[Diao Ye learns programming] MicroPython hands-on (10) - zero-based learning MaixPy neural network KPU

In the morning, Baidu searched for "neural network KPU", and found an article from Yufei.com "Understanding APU/BPU/CPU/DPU/EPU/FPU/GPU and other processors in one article", which introduced various processors in great detail. The content of KPU" is as follows:

KPU
Knowledge Processing Unit. Canaan claims to release its own AI chip KPU in 2017. Canaan intends to integrate artificial neural networks and high-performance processors in a single KPU chip, mainly to provide heterogeneous, real-time, and offline artificial intelligence application services. This is another mining machine company with good money expanding into the AI field. As a company that makes mining machine chips (proclaiming it is a blockchain-specific chip) and mining machines, Canaan has received nearly 300 million yuan in financing, with a valuation of nearly 3.3 billion yuan. It is said that Jianan Zhizhi will start the share reform and promote the IPO in the near future.

Another: The term Knowledge Processing Unit is not the first one proposed by Jianan Zhizhi. There have been papers and books on this term as early as 10 years ago. However, Canaan has now applied for a registered trademark for KPU.
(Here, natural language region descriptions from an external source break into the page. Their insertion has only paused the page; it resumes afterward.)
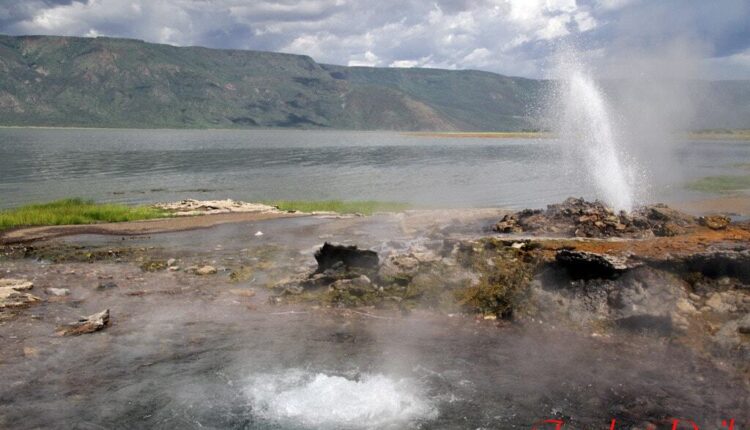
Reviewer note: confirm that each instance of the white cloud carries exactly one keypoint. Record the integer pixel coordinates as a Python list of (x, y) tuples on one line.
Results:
[(505, 36)]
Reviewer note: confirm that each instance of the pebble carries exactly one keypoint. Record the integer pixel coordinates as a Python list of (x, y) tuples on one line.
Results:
[(59, 292), (205, 270)]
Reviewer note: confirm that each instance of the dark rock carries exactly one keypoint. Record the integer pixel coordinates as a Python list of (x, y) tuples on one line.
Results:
[(330, 255), (715, 222), (589, 265), (657, 324), (580, 218), (733, 264), (89, 324), (106, 286)]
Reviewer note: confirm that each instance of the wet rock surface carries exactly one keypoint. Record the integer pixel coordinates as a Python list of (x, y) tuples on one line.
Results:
[(464, 315)]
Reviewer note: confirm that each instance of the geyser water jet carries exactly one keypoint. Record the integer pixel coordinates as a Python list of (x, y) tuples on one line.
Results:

(Original link: https://www.eefocus.com/mcu-dsp/391017/r0)

Baidu translation: Knowledge Processing Unit, which roughly means "knowledge processing unit".

insert image description here

Search for "Canaan Technology", and find the article introducing Canaan "Caanan CEO Zhang Nangeng: Not a Substitute, Only a Pioneer", and continue to learn about the relevant situation:

Zhang Nangeng does not look like a typical post-80s generation. His young face and white hair on the top of his head reflect the exhaustion that entrepreneurs often have. Talking about his original intention of starting a business, he said frankly, "I like to toss new things. Compared with following others to do mature things, I personally prefer to make some new explorations." Zhang Nangeng is very sure.
After graduating from Beihang University with a bachelor’s degree in computer science, Zhang Nangeng once worked as a "screw" in a public institution. Every time he thinks back to this experience, Zhang Nangeng feels embarrassed. At that time, he was still a technician of the Aerospace Science and Industry Corporation. This period of service has cultivated his spirit of being a spaceman who is meticulous about technology and responsible for his work. Three years later, instead of following the path chosen by most of his colleagues, he went back to school to continue his studies. The reason was still "I hope that new things can emerge every day and do more challenging things."
Seeking innovation does not mean being impetuous. Curiosity can indeed create the world, but the premise is that the attitude of "seeking innovation" can be solidly implemented in product positioning, research and development, and the path to market. It has to be said that this is closely related to Zhang Nangeng's accumulated work experience in public institutions.
During his advanced studies at Beihang University, Zhang Nangeng was not "quiet". After experiencing many new attempts, he finally established his direction in the blockchain ASIC chip. Restricted by the environment of the school's teaching and research section, Zhang Nangeng decided to drop out of school in 2012 to start a business. A few months later, Canaan Technology was born, and released the world's first blockchain computing device based on ASIC chips in the same year. Canaan Technology has become the company with the longest history in this field, bar none.
The choice of AI chips is also related to Zhang Nangeng's personal desire for exploration. "I have a habit. If there are already good companies or products in an industry, such as CPUs, then I don't want to do it. AI chips After so many years, it still hasn’t developed particularly well, and this kind of industry is suitable for entrepreneurs to toss.”
As a member of China’s AI chip industry, Canaan Technology naturally has to undergo the same test. Zhang Nangeng said, "I always believe that as long as the product is good enough, we are not afraid of any challenge." In 2016, Canaan Technology successfully realized the mass production of 28nm process technology chips, and took the first step in the mass production of AI chips. Then in 2018, it achieved mass production of Kanzhi K210, the world's first self-developed commercial edge intelligent computing chip based on RISC-V.
In the field of AI, Zhang Nangeng said frankly that Canaan Technology has no historical burden, "We are not followers." Whether it is the adoption of the RISC-V architecture or the independent research and development of the AI neural network accelerator KPU in Kanzhi K210, it is a clear proof of the hard power of Canaan Technology.
(Original link: https://baijiahao.baidu.com/s?id=1639849500096450487&wfr=spider&for=pc)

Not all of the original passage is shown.